At least the new Stepford doesn’t make the mistake of trying to re-create the original shot-by-shot. Instead, it updates the story by making the heroine, Joanna Eberhart (Miss Kidman), the head of a Fox-like network who loses her job when her latest reality series, “I Can Do Better,” induces a wife to leave her husband for better sex elsewhere and the husband, in consequence, to start shooting people. So Joanna and her mild-mannered husband, Walter (Matthew Broderick), who now has a different surname, decide to move to Connecticut to make a new start. There the Stepford Men’s Association, presided over by the reliably sinister Christopher Walken, appears almost from the beginning to be involved in the robotics business — now not out of any attachment to patriarchal tradition as such but because the Stepford husbands are, like Walter, all made to feel emasculated by their more successful wives.

The idea of making the story into one of revenge for the successes of feminism is a bit more promising, but the film-makers do not pursue it very far.
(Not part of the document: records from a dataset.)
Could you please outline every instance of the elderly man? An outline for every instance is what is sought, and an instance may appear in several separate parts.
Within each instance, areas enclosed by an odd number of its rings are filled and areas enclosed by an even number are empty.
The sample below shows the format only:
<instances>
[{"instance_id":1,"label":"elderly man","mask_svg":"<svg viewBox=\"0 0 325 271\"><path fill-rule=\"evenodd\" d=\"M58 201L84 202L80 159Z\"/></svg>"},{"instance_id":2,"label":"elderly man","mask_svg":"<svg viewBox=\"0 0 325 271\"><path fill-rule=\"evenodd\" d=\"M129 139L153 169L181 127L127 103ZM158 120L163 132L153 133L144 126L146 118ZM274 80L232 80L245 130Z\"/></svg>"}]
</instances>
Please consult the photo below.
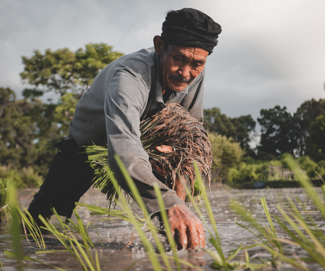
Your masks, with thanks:
<instances>
[{"instance_id":1,"label":"elderly man","mask_svg":"<svg viewBox=\"0 0 325 271\"><path fill-rule=\"evenodd\" d=\"M29 211L49 217L54 207L70 217L75 202L89 188L93 171L80 146L107 141L108 161L121 187L129 189L114 158L121 157L151 215L159 208L153 184L159 184L179 249L203 247L200 220L175 191L159 180L159 165L150 163L140 141L140 121L166 104L178 103L203 121L204 65L217 45L220 25L192 8L168 12L154 48L121 57L101 71L77 105L67 137L58 143L44 183ZM162 146L157 149L170 151ZM84 151L84 149L83 149ZM155 171L152 170L152 169Z\"/></svg>"}]
</instances>

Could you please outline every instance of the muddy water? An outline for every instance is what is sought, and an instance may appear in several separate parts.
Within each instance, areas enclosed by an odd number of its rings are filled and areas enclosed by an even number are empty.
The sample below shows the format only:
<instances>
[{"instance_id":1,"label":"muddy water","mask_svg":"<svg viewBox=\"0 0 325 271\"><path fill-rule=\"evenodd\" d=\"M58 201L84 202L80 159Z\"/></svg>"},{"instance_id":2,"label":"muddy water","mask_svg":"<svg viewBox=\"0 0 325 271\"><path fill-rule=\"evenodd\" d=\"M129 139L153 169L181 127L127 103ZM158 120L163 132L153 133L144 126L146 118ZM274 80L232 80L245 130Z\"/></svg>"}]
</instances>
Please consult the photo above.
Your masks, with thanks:
<instances>
[{"instance_id":1,"label":"muddy water","mask_svg":"<svg viewBox=\"0 0 325 271\"><path fill-rule=\"evenodd\" d=\"M21 191L20 200L21 203L25 207L28 206L35 192L33 189ZM315 210L312 203L307 198L306 193L301 188L239 190L215 188L212 189L211 193L210 191L208 192L214 218L220 235L223 249L225 251L237 248L242 244L246 246L254 243L253 235L235 225L234 220L238 216L229 207L229 203L232 201L238 202L249 210L253 216L260 221L262 221L263 219L266 219L260 200L260 198L263 195L265 196L271 214L276 214L278 212L277 205L285 207L288 205L286 200L288 197L293 200L298 209L302 210L303 206L306 206L307 210ZM107 204L105 196L93 189L87 192L82 197L80 201L105 207ZM203 215L208 220L204 205L202 203L199 203L199 205ZM133 204L132 208L134 211L140 215L140 212L136 204ZM135 265L130 270L136 271L152 270L150 261L147 257L138 238L128 247L121 250L131 238L133 229L132 224L121 220L109 221L104 219L107 217L90 215L89 211L85 209L79 209L77 211L85 224L86 224L90 221L92 222L103 243L103 247L102 247L96 232L93 229L88 228L89 235L96 245L98 250L99 250L99 260L102 270L123 270L136 262ZM322 221L319 213L310 212L308 214L312 216L319 227L325 228L325 222ZM72 219L75 220L74 216ZM54 224L57 224L57 221L54 219L52 219L51 221ZM158 221L156 220L155 222L158 224ZM244 221L241 223L246 225ZM249 227L249 225L246 225ZM285 235L276 225L276 227L280 237L285 237ZM4 250L11 246L9 231L7 225L3 224L0 227L0 259L6 271L16 270L17 268L14 261L6 257L3 253ZM212 246L207 241L209 237L206 229L205 232L207 246L212 249ZM46 250L64 249L63 246L53 236L45 236L45 240ZM21 241L22 246L25 255L68 270L81 270L74 259L68 253L58 252L36 254L36 251L41 250L39 249L31 241L31 248L26 239ZM165 240L163 241L163 243L167 245ZM288 249L288 253L292 252L290 250L291 249ZM298 257L306 256L302 251L296 250L294 252ZM203 270L212 270L209 265L212 261L212 259L202 251L182 251L179 254L183 259L200 266ZM256 261L257 262L261 258L267 259L269 256L267 253L257 247L250 250L249 254L251 261ZM236 259L243 261L243 254L240 254ZM24 268L25 270L31 270L52 269L41 264L30 262L24 264ZM185 266L183 269L195 270ZM286 265L283 266L281 269L294 270ZM316 267L313 267L312 269L316 270Z\"/></svg>"}]
</instances>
The fires of ideological passion do not burn brightly here, one way or the other. Apart from a new surprise ending — which of course I shall not reveal — the main changes to the original are two. One is a character called Claire (Glenn Close), who seems to act as the mother superior to the Stepford wives, leading them in “Clairobics” while they are dressed in full 1950s housewives’ kit, including high heels: “Whatever we do,” Claire explains, “we always want to look our very best.” The other is less the introduction to Stepford of a gay couple, Roger and Jeffrey (Roger Bart and David Marshall Grant), one of whom is Stepfordized into a gay Republican candidate for the state assembly, than the introduction of the whole gay sensibility that comes with Mr Rudnick. Both he and the movie find the very idea of the Donna Reed-style ‘50s homemaker intrinsically comical.
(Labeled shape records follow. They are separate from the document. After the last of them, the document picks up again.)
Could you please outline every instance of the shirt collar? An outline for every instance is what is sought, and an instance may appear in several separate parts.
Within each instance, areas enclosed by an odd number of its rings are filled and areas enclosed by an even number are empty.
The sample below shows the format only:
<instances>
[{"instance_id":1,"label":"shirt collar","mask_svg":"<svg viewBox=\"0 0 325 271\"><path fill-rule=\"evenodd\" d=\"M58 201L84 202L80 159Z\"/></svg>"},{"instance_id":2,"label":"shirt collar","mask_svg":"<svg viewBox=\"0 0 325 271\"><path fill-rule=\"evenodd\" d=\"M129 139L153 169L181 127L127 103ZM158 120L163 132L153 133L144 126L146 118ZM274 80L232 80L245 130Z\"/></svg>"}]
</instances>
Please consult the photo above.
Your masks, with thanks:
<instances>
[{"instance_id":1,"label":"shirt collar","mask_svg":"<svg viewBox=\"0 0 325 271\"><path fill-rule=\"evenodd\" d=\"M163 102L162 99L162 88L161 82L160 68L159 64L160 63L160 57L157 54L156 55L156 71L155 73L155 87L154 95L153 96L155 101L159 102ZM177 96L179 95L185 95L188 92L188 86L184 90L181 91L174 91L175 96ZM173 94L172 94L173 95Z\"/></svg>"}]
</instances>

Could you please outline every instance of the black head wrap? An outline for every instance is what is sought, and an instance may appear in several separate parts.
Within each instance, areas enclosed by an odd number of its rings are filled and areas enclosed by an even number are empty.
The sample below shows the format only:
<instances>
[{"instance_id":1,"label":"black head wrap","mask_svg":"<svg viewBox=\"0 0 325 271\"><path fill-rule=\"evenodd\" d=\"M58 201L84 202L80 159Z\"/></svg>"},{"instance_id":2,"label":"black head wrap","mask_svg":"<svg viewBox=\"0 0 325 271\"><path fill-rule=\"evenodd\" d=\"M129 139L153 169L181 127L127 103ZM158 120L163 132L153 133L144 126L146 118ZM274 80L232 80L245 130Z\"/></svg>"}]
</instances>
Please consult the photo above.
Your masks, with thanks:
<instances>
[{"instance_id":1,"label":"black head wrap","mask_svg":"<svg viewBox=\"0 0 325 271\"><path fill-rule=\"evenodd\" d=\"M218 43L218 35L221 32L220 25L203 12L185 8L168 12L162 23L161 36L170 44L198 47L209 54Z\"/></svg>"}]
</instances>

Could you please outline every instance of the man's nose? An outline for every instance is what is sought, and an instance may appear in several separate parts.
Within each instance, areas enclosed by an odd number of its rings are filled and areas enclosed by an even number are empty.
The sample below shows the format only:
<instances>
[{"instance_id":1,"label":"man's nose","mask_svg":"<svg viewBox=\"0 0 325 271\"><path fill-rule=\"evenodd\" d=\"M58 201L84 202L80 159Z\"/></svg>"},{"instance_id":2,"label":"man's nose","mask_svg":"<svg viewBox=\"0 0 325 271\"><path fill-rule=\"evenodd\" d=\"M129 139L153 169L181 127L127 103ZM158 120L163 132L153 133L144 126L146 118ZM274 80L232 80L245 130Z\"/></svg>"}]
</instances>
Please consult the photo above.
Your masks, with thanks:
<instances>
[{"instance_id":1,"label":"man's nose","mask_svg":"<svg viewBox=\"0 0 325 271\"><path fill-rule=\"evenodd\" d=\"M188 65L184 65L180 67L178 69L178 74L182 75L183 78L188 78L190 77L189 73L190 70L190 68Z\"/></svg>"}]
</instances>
In fact, we all do since we learned to look at the straight guy — and gal — through the queer eye. The Stepford wife is just so gay. How could we not have seen it before? That’s why you see over the opening credits images apparently taken from 1950s TV commercials, all of them featuring beaming housewives performing domestic chores or submissive, feminine types gazing adoringly at their hunky male companions. At one point, when Claire, presiding over the Stepford women’s book club, gently turns aside Joanna’s enthusiasm for Robert Caro’s Life of Lyndon Johnson in order to introduce the book she wants to talk about, Christmas Keepsakes and Collectables, gay Roger joins the Stepford wives in enthusiastically commending her choice.

Mr Rudnick is an immensely talented writer, but it may be that not everyone will crease up at the mere sight of the hitherto slovenly but now Stepfordized Bobbi (Bette Midler), Joanna’s best friend, in a full skirt and a tight bodice, with lots of make-up and big hair, smiling as she greets her friend with a tray full of cookies. That is at least partly because, even though the women are no longer murdered and replaced by robotic duplicates but only have some computer chips implanted in their brains, the underlying concept is still too dark to permit this and other attempts at humor to succeed entirely. And the ending, which was reportedly re-written and re-shot after the original tested badly with focus groups, is a mess.
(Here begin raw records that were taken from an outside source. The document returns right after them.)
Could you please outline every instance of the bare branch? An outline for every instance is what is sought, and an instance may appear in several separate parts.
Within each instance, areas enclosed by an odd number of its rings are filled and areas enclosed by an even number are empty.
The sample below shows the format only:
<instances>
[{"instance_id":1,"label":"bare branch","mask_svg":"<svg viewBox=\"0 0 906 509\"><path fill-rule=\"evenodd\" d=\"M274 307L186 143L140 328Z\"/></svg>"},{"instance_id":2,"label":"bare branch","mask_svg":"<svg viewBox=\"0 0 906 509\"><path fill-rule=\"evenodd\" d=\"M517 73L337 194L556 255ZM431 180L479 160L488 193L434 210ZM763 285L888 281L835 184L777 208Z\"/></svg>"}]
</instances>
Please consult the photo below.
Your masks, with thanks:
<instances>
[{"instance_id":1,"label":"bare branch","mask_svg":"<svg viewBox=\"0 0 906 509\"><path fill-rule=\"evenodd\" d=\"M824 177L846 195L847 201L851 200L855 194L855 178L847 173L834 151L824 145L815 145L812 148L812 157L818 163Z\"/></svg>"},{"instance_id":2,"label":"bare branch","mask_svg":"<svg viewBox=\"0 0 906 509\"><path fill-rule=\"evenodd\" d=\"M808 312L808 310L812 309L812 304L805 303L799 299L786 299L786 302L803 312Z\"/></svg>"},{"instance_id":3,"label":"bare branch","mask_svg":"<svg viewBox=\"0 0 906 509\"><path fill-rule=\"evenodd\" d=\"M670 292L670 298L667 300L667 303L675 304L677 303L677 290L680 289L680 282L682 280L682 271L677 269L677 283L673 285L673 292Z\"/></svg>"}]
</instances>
The film doesn’t help itself either when it tries to draw a new and resoundingly banal moral out of the material: namely, that it is foolish to seek perfection in a mate. This is perfectly true, but quite beside the point, which has only incidentally to do with perfection and primarily with power and dominance. To make of it such an innocuous bit of moralizing is to destroy such potency as the idea of manufactured submissiveness still retains. How much better it would have been if the filmmakers had known what to do with the climactic confession by the mastermind of the Stepford wives’ project that “All I wanted was a better world, a world where men were men and women were — cherished!” It’s not exactly perfectionism, whether of the real world or of the Stepford variety, to feel the attraction of that vision.